Nach langem und zähem Ringen haben sich die Spitzen der Regierungskoalition aus CDU, CSU und SPD Anfang Oktober auf einen Weg verständigt, wie die gesundheitsschädliche Stickoxidbelastung (NOx) in Ballungszentren durch Diesel-Pkw zu verringern seien. Dadurch sollen auch drohende oder bereits ausgesprochene Fahrverbote umgangen werden. Doch bereits wenige Stunden nach Bekanntwerden des „Dieselkompromisses“ äußerten etliche Autohersteller Vorbehalte oder kündigten an, sich nicht am Gesamtpaket zu beteiligen. Anders als von den Koalitionsparteien erhofft, reißt die öffentliche Kritik nicht ab: Die Vereinbarungen seien zu wage und nicht ausreichend, heißt es von verschiedenen Seiten.
Das Konzept von CDU, CSU und SPD sieht Umtauschprämien für den Kauf neuer Pkw und Nachrüstungen für ältere Fahrzeuge vor. Demnach sollen Autofahrer eine Prämie erhalten, wenn sie ihren Diesel-Pkw der Abgasnorm Euro 4 (ab 2005/2006) oder Euro 5 (ab 2009/2011) abgeben und im Gegenzug ein neues, saubereres Auto, in der Regel von derselben Marke, kaufen. Dieser Zuschuss wird vom Autohersteller auf den Restwert des alten Wagens aufgeschlagen, um die Anschaffungskosten für den Käufer zu begrenzen. Die Hersteller wollen ihren Kunden dafür mehrere tausend Euro anbieten, einige bis zu 10.000 Euro.

Wer sich trotzdem keinen neuen Wagen leisten kann oder will, soll nach dem Willen der Regierungskoalition seinen Euro-4- oder Euro-5-Diesel mit einem SCR-Katalysator gegen Stickoxide nachrüsten lassen, finanziert vom jeweiligen Hersteller. Die Bundesregierung geht dabei von durchschnittlichen Kosten in Höhe von 3.000 Euro aus.

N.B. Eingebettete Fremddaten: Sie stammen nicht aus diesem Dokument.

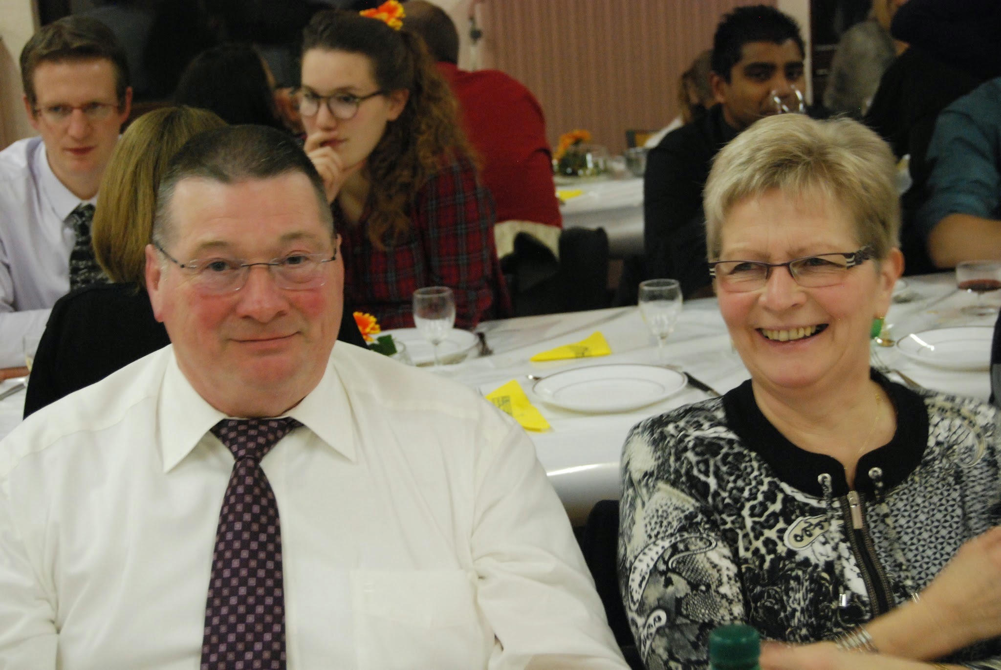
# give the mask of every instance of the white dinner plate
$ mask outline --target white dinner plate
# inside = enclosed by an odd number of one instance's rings
[[[900,353],[913,361],[947,370],[990,368],[994,328],[988,325],[937,328],[914,334],[921,342],[911,336],[897,341]]]
[[[414,366],[434,365],[434,348],[424,340],[417,328],[382,330],[376,337],[384,334],[391,334],[396,340],[402,341]],[[452,328],[438,345],[438,358],[443,364],[461,363],[469,352],[475,349],[476,344],[476,336],[468,330]]]
[[[544,403],[564,410],[606,414],[653,405],[687,382],[685,375],[667,368],[610,364],[555,373],[532,390]]]

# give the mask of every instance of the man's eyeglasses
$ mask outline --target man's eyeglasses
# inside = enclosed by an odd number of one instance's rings
[[[82,111],[88,121],[104,121],[111,117],[111,112],[118,111],[118,105],[109,102],[86,102],[82,105],[48,105],[46,107],[35,107],[35,113],[41,114],[42,118],[49,123],[56,124],[68,121],[74,109]]]
[[[875,257],[873,248],[866,245],[851,253],[818,253],[787,262],[715,260],[709,263],[709,273],[726,290],[746,292],[763,288],[773,267],[786,267],[799,285],[821,288],[841,283],[849,269]]]
[[[384,93],[385,91],[381,89],[368,95],[354,95],[353,93],[316,95],[312,91],[299,91],[296,100],[299,113],[303,116],[315,116],[319,113],[320,104],[325,103],[327,110],[334,118],[340,121],[350,121],[358,113],[358,106],[362,102]]]
[[[286,290],[307,290],[318,288],[326,283],[326,273],[323,263],[336,259],[337,251],[332,256],[325,253],[290,253],[280,258],[272,258],[267,262],[247,262],[243,258],[195,258],[180,262],[158,243],[153,246],[184,270],[191,283],[199,291],[208,294],[231,293],[242,288],[254,265],[264,265],[271,270],[271,277],[278,288]]]

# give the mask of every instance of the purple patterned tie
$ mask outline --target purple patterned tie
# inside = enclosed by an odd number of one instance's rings
[[[201,670],[284,670],[281,527],[260,460],[294,419],[223,419],[212,435],[236,463],[222,499],[205,605]]]

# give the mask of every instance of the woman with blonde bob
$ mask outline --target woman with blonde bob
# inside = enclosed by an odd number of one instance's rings
[[[792,114],[716,158],[709,265],[751,380],[626,442],[620,584],[648,668],[706,667],[732,622],[804,645],[766,669],[1001,667],[997,413],[869,366],[903,269],[894,172],[861,124]]]
[[[457,104],[420,37],[355,12],[313,16],[298,109],[327,186],[344,289],[383,328],[413,325],[414,289],[455,294],[455,324],[504,315],[493,205]],[[498,304],[499,303],[499,304]]]

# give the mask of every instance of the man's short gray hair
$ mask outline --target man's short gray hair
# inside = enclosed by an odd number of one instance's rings
[[[803,114],[763,118],[713,162],[703,192],[709,259],[719,260],[721,228],[734,205],[773,189],[826,195],[852,217],[860,245],[885,258],[900,232],[896,176],[889,145],[858,121]]]
[[[153,219],[153,241],[166,248],[173,231],[170,201],[184,179],[223,184],[303,174],[312,184],[320,220],[335,234],[323,180],[302,147],[289,135],[262,125],[231,125],[199,133],[174,154],[160,180]]]

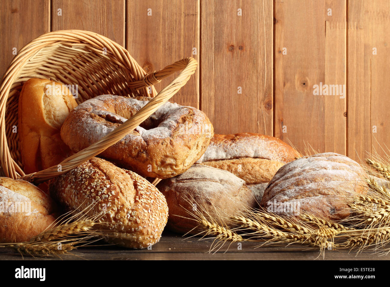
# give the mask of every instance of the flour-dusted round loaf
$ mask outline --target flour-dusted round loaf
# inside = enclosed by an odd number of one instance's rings
[[[167,199],[169,212],[167,227],[174,232],[196,234],[204,230],[186,211],[194,209],[223,226],[232,222],[229,217],[245,209],[257,206],[245,182],[225,170],[194,164],[185,172],[163,180],[157,188]]]
[[[279,139],[241,133],[216,134],[197,163],[227,170],[245,180],[259,202],[267,183],[284,164],[300,157]]]
[[[124,122],[151,99],[103,95],[86,101],[66,119],[61,137],[78,152]],[[100,155],[144,176],[172,177],[199,159],[213,134],[204,112],[168,102]]]
[[[332,220],[342,219],[350,214],[342,200],[353,193],[367,193],[366,176],[359,164],[344,155],[325,153],[303,157],[278,171],[260,205],[288,215],[303,211]],[[291,212],[293,207],[298,208]]]
[[[104,230],[106,240],[121,246],[143,248],[154,244],[167,223],[167,202],[157,189],[135,173],[99,158],[52,180],[49,190],[69,210],[90,216],[105,210],[99,222],[107,224],[95,226]]]
[[[0,243],[27,241],[53,227],[56,206],[29,182],[0,177]]]

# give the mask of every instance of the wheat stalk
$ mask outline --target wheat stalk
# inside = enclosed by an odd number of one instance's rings
[[[370,167],[378,171],[379,174],[386,179],[390,179],[390,167],[388,165],[376,159],[367,159],[367,160]]]
[[[93,203],[81,211],[76,210],[60,216],[43,232],[25,242],[0,244],[0,247],[12,248],[22,255],[48,257],[71,254],[69,251],[78,247],[90,244],[100,240],[101,230],[94,230],[104,215],[101,212],[92,216],[86,215]]]

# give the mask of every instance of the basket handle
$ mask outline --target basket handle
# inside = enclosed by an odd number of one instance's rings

Umtauschprämie und Nachrüstung sollen nur für Autobesitzer in Gebieten mit besonders hoher NOx-Konzentration gelten. Konkret geht es um 14 Städte: Backnang, Bochum, Darmstadt, Düren, Düsseldorf, Hamburg, Heilbronn, Kiel, Köln, Limburg an der Lahn, Ludwigsburg, München, Reutlingen und Stuttgart, einschließlich der angrenzenden Landkreise und erweitert um Städte wie Frankfurt am Main, die vor gerichtlich angeordneten Fahrverboten stehen. Darüber hinaus sollen Pendler, Selbständige mit Firmensitz in einer betroffenen Stadt sowie Kranke und andere Menschen mit Härten in das Maßnahmenpaket einbezogen werden. Nach Schätzungen der Bundesregierung kommen so insgesamt 1,4 Millionen Dieselfahrzeuge in Betracht. Experten zufolge müssten die Hersteller insgesamt mehrere Milliarden Euro aufwenden.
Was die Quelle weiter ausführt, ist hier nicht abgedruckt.